FlashAttention & Online Softmax
The math trick that lets attention be tiled instead of materialized.
FlashAttention is the most influential inference kernel of the last few years — dramatically faster and more memory-efficient, with no change to the model. The whole thing rests on the online softmax trick.
The problem
Standard softmax over a vector x of length N:
softmax(x_i) = exp(x_i) / Σ_j exp(x_j)The denominator sums over all elements. To compute softmax for any single element, you need every element first. But if you process attention scores in blocks because the full N × N matrix won't fit in fast on-chip memory, you only see one block at a time. How do you normalize?
Numerical stability comes first
exp(1000) is infinity in floating point.
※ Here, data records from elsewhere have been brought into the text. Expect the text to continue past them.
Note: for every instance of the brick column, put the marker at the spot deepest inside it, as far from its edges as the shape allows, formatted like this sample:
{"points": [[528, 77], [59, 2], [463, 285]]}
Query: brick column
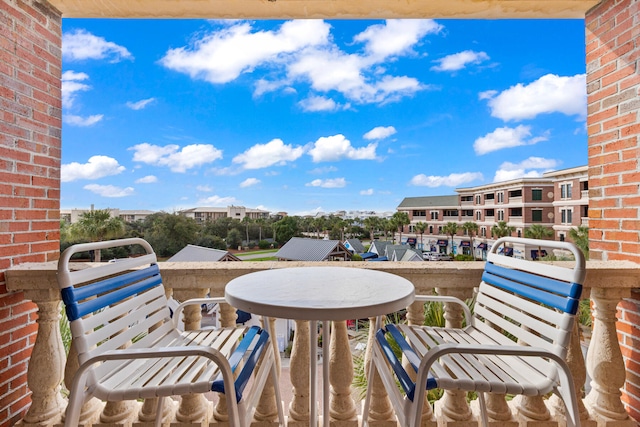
{"points": [[30, 127], [613, 87]]}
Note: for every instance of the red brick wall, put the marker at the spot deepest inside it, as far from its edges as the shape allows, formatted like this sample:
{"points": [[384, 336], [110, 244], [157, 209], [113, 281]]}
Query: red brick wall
{"points": [[30, 128], [613, 87]]}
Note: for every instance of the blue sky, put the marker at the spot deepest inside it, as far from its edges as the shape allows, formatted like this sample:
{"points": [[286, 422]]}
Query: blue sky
{"points": [[307, 116]]}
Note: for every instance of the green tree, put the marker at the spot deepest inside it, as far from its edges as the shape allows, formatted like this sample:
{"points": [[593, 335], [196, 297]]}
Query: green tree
{"points": [[450, 229], [420, 228], [234, 238], [538, 231], [401, 219], [97, 225], [169, 233], [580, 236], [285, 229], [471, 228]]}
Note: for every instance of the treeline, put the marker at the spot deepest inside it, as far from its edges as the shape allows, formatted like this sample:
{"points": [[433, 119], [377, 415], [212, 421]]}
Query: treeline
{"points": [[168, 233]]}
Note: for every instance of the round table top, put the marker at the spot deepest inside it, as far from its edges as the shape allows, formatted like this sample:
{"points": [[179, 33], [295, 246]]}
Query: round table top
{"points": [[320, 293]]}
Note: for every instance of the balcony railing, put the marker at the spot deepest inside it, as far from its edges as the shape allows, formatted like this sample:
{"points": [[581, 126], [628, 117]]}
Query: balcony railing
{"points": [[606, 284]]}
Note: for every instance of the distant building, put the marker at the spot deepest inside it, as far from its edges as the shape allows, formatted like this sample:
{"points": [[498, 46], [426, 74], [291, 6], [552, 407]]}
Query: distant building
{"points": [[193, 253], [72, 215], [301, 249], [202, 214]]}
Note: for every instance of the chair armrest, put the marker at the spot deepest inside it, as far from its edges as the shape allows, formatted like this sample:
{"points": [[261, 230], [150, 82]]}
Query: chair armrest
{"points": [[444, 298]]}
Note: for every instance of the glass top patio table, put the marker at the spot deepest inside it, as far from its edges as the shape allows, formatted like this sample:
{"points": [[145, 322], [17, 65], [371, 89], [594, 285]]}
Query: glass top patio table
{"points": [[320, 294]]}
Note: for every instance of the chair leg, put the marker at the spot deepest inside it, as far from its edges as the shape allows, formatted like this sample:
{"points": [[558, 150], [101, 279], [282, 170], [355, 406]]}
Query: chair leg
{"points": [[483, 409], [159, 409]]}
The fix is the safe softmax: subtract the max from every element before exponentiating.
m = max(x_1, ..., x_N)
softmax(x_i) = exp(x_i − m) / Σ_j exp(x_j − m)Mathematically identical, numerically safe. But still needs two passes (find max, then sum). Still requires seeing everything.
The online trick
Maintain a running max m and a running sum ℓ. Correct them when a new block arrives.
After block 1: m₁ = max of block 1, ℓ₁ = Σ exp(x_j − m₁) over block 1.
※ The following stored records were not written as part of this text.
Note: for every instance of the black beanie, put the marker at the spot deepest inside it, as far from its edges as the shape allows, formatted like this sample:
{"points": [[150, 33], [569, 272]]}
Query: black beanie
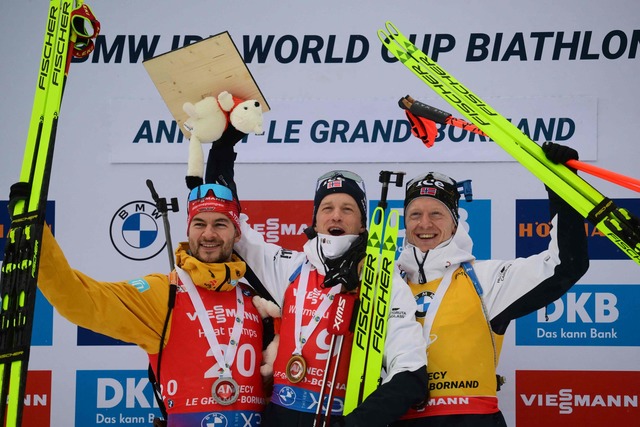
{"points": [[438, 186], [341, 181]]}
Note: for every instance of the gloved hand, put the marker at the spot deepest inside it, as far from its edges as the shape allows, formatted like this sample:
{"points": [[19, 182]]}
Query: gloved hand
{"points": [[18, 191], [558, 153]]}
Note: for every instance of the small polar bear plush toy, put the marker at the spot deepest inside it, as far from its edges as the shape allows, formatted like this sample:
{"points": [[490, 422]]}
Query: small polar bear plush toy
{"points": [[219, 120]]}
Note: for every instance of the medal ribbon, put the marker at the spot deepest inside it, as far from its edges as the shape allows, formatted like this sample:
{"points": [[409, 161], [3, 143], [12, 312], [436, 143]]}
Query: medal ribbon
{"points": [[302, 333], [224, 360]]}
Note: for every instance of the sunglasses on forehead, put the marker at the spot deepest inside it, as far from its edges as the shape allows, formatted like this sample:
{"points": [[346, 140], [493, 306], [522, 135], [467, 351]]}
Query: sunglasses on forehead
{"points": [[337, 174], [219, 191]]}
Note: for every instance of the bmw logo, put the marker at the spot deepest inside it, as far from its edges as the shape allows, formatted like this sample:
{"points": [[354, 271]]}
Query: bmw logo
{"points": [[135, 231]]}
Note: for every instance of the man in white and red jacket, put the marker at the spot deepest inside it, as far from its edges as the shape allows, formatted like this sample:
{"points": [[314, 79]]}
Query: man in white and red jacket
{"points": [[303, 284]]}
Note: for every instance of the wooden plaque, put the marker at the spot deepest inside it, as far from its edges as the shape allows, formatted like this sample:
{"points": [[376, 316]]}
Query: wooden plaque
{"points": [[202, 69]]}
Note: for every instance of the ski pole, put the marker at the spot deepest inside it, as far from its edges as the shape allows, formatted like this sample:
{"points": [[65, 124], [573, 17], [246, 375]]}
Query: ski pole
{"points": [[163, 208], [385, 179], [342, 313]]}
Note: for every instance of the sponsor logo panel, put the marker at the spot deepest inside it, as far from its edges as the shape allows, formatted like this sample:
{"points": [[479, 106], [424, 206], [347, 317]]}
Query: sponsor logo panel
{"points": [[114, 398], [281, 222], [577, 398], [587, 315], [532, 230], [137, 231], [37, 400]]}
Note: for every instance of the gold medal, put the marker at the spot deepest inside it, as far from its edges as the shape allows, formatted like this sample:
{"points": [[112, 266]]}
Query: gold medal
{"points": [[225, 391], [296, 368]]}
Block 2 arrives. Local max m₂. If m₂ > m₁, your old ℓ₁ was normalized against the wrong (smaller) max. Rescale:
m_new = max(m₁, m₂)
ℓ_new = ℓ₁ · exp(m₁ − m_new) + Σ exp(x_j − m_new) (over block 2)This works because:
exp(x_j − m₁) · exp(m₁ − m_new) = exp(x_j − m_new)The factor exp(m₁ − m_new) retroactively rebases the old sum against the new max. If m₁ was already bigger, the factor is exp(0) = 1 and nothing changes.
Extending to attention output
In FlashAttention you're computing softmax(QKᵀ) · V. Along with m and ℓ, maintain a running output O. When a new block raises the max, rescale O the same way:
O_new = O₁ · exp(m₁ − m_new) + (new block's contribution using m_new)At the end, divide O by the final ℓ. The result is mathematically identical to standard attention. No approximation, just a smarter order of operations.
What you store
Per row of the output you carry forward three things between blocks: m (scalar), ℓ (scalar), O (vector of length d). That's O(d) state per row — total O(N · d). Crucially, the N × N attention matrix is never materialized in HBM. That's where the memory savings come from.
Punchline
The online softmax trick turns a fundamentally global operation (must see all N values) into a streaming one. Process blocks one at a time, with O(1) state per row. Without it, tiling attention would either be approximate or require an extra memory pass — defeating the point.
A beautiful example of rearranging math to match hardware constraints rather than fighting them.